In [1]:
%%html
<style>
.cell, .CodeMirror pre{ 
    font-size: 200%;
    line-height: 150%;
}
</style>

# Face Recognition

Face recognition is a widely studies application in comptuer vision.
There are several types of face recognition problem, such as (in increasing order of difficulty)
* Given training examples of a specific person, verify if a new image is likely to be that person.
* Given training examples of many people, decide which person a new image represents.
* Given a large set of images identify which images are of the same people.

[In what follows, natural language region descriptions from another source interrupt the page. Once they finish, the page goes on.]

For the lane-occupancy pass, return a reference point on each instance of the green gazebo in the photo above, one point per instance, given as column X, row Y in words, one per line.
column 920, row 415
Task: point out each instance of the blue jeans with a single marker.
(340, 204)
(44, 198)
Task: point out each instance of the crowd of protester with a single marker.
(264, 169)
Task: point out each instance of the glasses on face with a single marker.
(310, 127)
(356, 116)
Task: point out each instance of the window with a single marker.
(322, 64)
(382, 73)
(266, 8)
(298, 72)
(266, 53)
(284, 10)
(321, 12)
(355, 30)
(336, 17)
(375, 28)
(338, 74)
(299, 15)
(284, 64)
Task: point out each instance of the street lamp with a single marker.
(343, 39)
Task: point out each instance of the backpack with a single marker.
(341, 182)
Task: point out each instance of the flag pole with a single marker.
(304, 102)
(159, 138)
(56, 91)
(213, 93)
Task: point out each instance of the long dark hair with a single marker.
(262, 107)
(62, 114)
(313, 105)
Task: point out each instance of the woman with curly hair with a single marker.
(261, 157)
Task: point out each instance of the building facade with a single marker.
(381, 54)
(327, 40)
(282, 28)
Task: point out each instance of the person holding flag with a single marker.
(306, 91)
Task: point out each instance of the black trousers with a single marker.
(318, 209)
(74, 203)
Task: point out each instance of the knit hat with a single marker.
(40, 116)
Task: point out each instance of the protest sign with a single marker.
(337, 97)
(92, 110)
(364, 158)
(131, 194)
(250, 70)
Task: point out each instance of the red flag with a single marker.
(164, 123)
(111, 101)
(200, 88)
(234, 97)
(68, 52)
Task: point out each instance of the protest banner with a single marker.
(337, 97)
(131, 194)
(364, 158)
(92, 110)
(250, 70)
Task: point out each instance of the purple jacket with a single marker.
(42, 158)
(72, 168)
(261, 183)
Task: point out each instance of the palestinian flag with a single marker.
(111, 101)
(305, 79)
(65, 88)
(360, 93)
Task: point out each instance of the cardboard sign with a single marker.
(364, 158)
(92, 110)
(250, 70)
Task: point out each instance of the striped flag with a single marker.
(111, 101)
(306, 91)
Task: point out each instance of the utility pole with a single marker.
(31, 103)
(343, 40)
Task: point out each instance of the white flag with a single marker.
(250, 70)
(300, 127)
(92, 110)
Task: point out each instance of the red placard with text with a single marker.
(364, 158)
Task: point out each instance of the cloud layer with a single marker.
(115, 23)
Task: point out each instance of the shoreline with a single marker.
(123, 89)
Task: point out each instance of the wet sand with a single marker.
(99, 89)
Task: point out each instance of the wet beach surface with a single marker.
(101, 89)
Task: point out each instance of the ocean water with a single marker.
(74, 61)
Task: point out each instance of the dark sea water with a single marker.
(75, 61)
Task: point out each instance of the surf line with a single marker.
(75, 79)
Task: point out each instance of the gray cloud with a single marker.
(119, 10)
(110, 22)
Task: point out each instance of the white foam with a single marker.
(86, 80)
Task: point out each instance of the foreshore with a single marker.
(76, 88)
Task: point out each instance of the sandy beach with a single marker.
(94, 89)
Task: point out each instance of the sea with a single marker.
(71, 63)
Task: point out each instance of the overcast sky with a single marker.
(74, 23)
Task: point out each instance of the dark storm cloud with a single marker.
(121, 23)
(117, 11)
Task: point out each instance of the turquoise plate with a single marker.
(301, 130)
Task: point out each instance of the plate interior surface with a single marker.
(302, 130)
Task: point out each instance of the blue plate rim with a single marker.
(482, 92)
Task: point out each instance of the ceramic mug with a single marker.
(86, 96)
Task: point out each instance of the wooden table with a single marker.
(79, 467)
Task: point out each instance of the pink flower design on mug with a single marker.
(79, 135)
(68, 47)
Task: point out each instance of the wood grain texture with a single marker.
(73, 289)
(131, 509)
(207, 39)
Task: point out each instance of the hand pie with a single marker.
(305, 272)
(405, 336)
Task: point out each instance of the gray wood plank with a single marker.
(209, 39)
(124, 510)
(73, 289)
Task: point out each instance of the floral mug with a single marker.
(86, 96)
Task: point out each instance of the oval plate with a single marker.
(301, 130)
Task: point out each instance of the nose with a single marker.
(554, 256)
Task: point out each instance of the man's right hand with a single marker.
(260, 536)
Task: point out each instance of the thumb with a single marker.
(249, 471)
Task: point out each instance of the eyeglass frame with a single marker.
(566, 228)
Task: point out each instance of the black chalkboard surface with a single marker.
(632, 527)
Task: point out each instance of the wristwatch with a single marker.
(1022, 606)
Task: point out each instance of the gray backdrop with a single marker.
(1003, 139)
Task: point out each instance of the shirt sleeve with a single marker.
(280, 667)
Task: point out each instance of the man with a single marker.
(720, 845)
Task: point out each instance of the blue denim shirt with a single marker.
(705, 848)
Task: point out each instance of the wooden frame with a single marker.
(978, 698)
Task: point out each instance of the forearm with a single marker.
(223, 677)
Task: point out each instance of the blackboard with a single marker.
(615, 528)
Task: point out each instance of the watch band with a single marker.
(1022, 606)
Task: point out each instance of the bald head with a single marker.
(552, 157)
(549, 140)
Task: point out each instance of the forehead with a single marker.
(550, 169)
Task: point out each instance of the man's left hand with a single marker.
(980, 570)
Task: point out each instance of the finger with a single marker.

In this part we'll look at a classic technique called *Eigenfaces* and see how it can be used to help solve these problems. Eigenfaces are an application of PCA to image data, and can be used to represent face images in a (relatively) low-dimensional space.

## References

L. Sirovich and M. Kirby [Low-Dimensional Procedure for the Characterisation of Human Faces](https://www.osapublishing.org/josaa/abstract.cfm?uri=josaa-4-3-519) Jnl. Optical Society of America A, 4(3), pages 519-524

M. Turk and A. Pentland [Face Recognition using Eigenfaces](https://ieeexplore.ieee.org/document/139758/) Int. Conf. Computer Vision 1991, pages 103-108

# PCA on Images

We've seen PCA in 2D, and the maths remains the same in higher dimensions.
We'll use a small subset (500 images) from the aligned [CelebA](http://mmlab.ie.cuhk.edu.hk/projects/CelebA.html) data set.
This is formed from another data set, [Labelled Faces in the Wild](http://vis-www.cs.umass.edu/lfw/) which contains images of celebrites, politicians, and so forth with ground truth identity information.
The aligned CelebA data set has the faces lined up so that the eyes are in the same place in the image, and all the images are the same size (\\(178 \times 218\\) pixels).
Since these are colour images, each pixel has 3 values, and so we can think of each image as a point in \\(178 \times 218 \times 3 = 116,412\\) dimensional space.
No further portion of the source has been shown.